Of the island's points, Turmoil Point was named by United Kingdom Antarctic Place-Names Committee (UK-APC) for the violent air streams commonly encountered during flying operations from HMS seas typical of the locality. Trulla Bluff was initially named "Glacier Bluff" during the survey of the island by RRS to avoid duplication. The new name refers to the Norwegian whaling vessel Trulla which visited the islands in 1911. Fryer Point was charted in 1930 by Discovery Investigations personnel on the Discovery II and named for Lieutenant Commander D.H. Fryer, Royal Navy, captain of H.M. Surveying Ship Fitzroy. Although the island was discovered by a British expedition under James Cook in 1775, Harker Point was unnamed until it was surveyed in 1930 by a team on the staff of the Discovery Committee.

== Eruption history ==

The oldest rock in the South Sandwich Islands is found at Bristol Island: A sample from Freezland Rock has yielded an age of 3.1±0.1 million years by potassium-argon dating.
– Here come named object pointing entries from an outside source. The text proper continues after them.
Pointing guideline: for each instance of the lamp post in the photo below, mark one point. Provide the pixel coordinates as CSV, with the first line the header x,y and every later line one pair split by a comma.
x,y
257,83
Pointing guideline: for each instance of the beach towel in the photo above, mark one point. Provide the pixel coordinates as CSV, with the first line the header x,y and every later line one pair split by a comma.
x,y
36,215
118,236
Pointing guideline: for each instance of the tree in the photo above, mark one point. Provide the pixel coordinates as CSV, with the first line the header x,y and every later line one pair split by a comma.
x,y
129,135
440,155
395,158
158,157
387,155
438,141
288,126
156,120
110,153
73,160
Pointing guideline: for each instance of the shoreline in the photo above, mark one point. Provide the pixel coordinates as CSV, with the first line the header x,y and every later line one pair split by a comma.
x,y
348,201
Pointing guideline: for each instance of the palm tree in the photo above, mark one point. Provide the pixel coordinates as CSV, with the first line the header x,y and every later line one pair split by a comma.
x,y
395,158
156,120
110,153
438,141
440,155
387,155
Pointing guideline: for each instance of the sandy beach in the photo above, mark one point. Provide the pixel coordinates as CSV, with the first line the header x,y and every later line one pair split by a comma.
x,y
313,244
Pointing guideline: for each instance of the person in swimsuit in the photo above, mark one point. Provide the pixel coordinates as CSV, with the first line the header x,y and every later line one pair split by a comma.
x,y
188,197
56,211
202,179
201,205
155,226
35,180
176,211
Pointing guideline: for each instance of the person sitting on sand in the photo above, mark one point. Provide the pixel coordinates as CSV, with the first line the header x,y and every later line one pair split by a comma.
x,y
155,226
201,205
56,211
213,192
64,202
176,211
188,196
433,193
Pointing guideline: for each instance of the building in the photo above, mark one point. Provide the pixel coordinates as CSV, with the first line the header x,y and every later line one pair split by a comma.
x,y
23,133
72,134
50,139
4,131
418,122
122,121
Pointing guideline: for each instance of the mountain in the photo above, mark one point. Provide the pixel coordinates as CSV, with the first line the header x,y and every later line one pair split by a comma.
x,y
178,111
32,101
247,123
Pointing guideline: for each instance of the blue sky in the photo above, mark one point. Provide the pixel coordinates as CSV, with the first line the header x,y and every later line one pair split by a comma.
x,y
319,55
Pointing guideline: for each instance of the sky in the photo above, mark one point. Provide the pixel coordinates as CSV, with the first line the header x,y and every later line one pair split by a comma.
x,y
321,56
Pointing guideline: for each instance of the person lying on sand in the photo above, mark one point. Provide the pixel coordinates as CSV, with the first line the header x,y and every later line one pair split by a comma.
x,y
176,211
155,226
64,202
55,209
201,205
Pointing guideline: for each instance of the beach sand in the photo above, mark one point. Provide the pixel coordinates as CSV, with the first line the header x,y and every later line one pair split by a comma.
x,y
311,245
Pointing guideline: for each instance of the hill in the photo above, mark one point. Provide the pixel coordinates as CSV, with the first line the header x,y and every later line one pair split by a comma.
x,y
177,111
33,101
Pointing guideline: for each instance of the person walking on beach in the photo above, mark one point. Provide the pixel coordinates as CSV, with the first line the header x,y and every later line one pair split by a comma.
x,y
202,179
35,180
It, the rocks at Turmoil Point and the stacks between them may be part of an older, now eroded volcano made up by alternating dykes, lava flows and tuffs. The bulk of Bristol Island was probably built by emissions from the Sourabaya, Darnley and Havfruen centres and includes lava flows that form some of the capes, although bathymetric data imply that it mostly pre-dates the Freezland Rock volcano.
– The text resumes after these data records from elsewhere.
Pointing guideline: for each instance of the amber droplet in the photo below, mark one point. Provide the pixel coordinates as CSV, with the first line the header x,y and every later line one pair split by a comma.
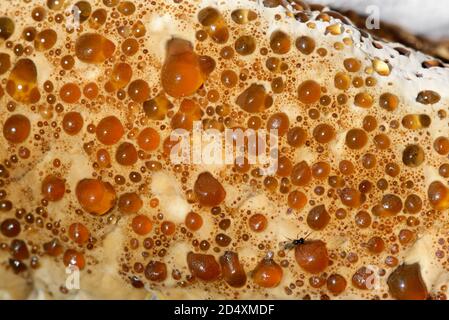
x,y
305,45
45,40
193,221
309,92
312,256
72,123
157,108
267,274
428,97
53,188
6,28
232,269
126,154
109,130
318,218
209,190
413,156
16,128
74,258
93,48
70,93
280,42
141,225
22,82
438,195
301,174
245,45
406,283
388,101
257,222
19,250
214,24
129,203
79,233
95,196
356,139
181,73
336,284
324,133
156,271
203,266
297,200
364,278
254,99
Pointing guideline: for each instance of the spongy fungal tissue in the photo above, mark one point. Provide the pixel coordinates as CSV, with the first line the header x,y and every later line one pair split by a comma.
x,y
358,207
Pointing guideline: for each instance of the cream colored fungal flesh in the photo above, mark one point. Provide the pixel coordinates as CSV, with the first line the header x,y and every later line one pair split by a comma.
x,y
86,180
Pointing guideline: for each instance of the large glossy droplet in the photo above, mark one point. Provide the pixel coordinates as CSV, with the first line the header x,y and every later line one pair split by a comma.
x,y
22,82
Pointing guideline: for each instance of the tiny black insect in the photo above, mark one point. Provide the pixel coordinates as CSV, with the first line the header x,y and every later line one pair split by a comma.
x,y
292,243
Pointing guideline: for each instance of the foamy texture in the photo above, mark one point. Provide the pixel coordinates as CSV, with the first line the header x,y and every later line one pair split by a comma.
x,y
165,20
Recorded activity at Bristol goes back 150 years. Eruptions have been observed in 1823, 1935-1936, 1950 and 1956, and traces of very recent eruptions in 1964. A steaming crater was reported in 1962 which is presently buried under snow and ice. The eruptions produced scoria cones and reached volcanic explosivity indexes of 2-3. Historical eruptions have been centered on Mount Sourabaya and a crater on the western flank. The activity on Bristol Island led the Argentines in 1956 to abandon the refuge hut they had installed on Thule Island farther south, causing them to drop their plan to establish a permanent base there. A sulfate anomaly in the EPICA ice core from Dronning Maud Land, Antarctica, has been attributed to the 1956 eruption. Tephra layers in the East Antarctic Ice Sheet - such as in an ice core from Siple Dome - may come from the 1935 eruption although an origin at Cerro Azul in Chile is also possible.
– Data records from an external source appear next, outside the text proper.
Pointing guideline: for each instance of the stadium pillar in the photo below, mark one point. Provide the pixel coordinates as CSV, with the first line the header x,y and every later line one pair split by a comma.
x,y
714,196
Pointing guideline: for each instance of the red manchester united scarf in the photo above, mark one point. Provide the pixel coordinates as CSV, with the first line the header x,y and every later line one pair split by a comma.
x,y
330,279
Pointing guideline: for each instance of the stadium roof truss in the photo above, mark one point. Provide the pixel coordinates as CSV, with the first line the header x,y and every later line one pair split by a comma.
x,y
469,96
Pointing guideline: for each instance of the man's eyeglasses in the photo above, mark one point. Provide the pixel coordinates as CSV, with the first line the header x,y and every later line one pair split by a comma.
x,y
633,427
In 2005, three overlapping craters cropped out from the ice at Mount Sourabaya, with another crater 1 km farther east. During April-July 2016, an eruption at Mount Sourabaya emplaced two lava flows and produced ash emissions that were visible from satellites and led to the issuance of volcanic ash advisories. Temperature anomalies indicative of fumaroles are visible from satellites and are centered on the crater of Mount Sourabaya. Helicopter-assisted ascents to the summit of Mount Sourabaya have found hot ground. Ice is melted in the proximity of active craters but otherwise volcanic impacts on the ice cover are minimal.

== Ecology ==

Algae and lichens grow where there is exposed rock, but unlike on many other South Sandwich Islands no vegetation is associated with volcanically heated ground. Bryophytes including mosses have been recovered from Freezland Rock. Penguins form colonies on Bristol Island, including one with thousands of individuals on Freezland Rock, and seabirds like Antarctic fulmars and imperial shags also breed on Bristol, although their populations are smaller here than on the other South Sandwich Islands and they may be impacted by volcanic activity. Penguin colonies are concentrated on headlands where the island is not ice covered. Isopods occur in supralittoral pools. Bryozoans have been recovered from shallow waters around Bristol.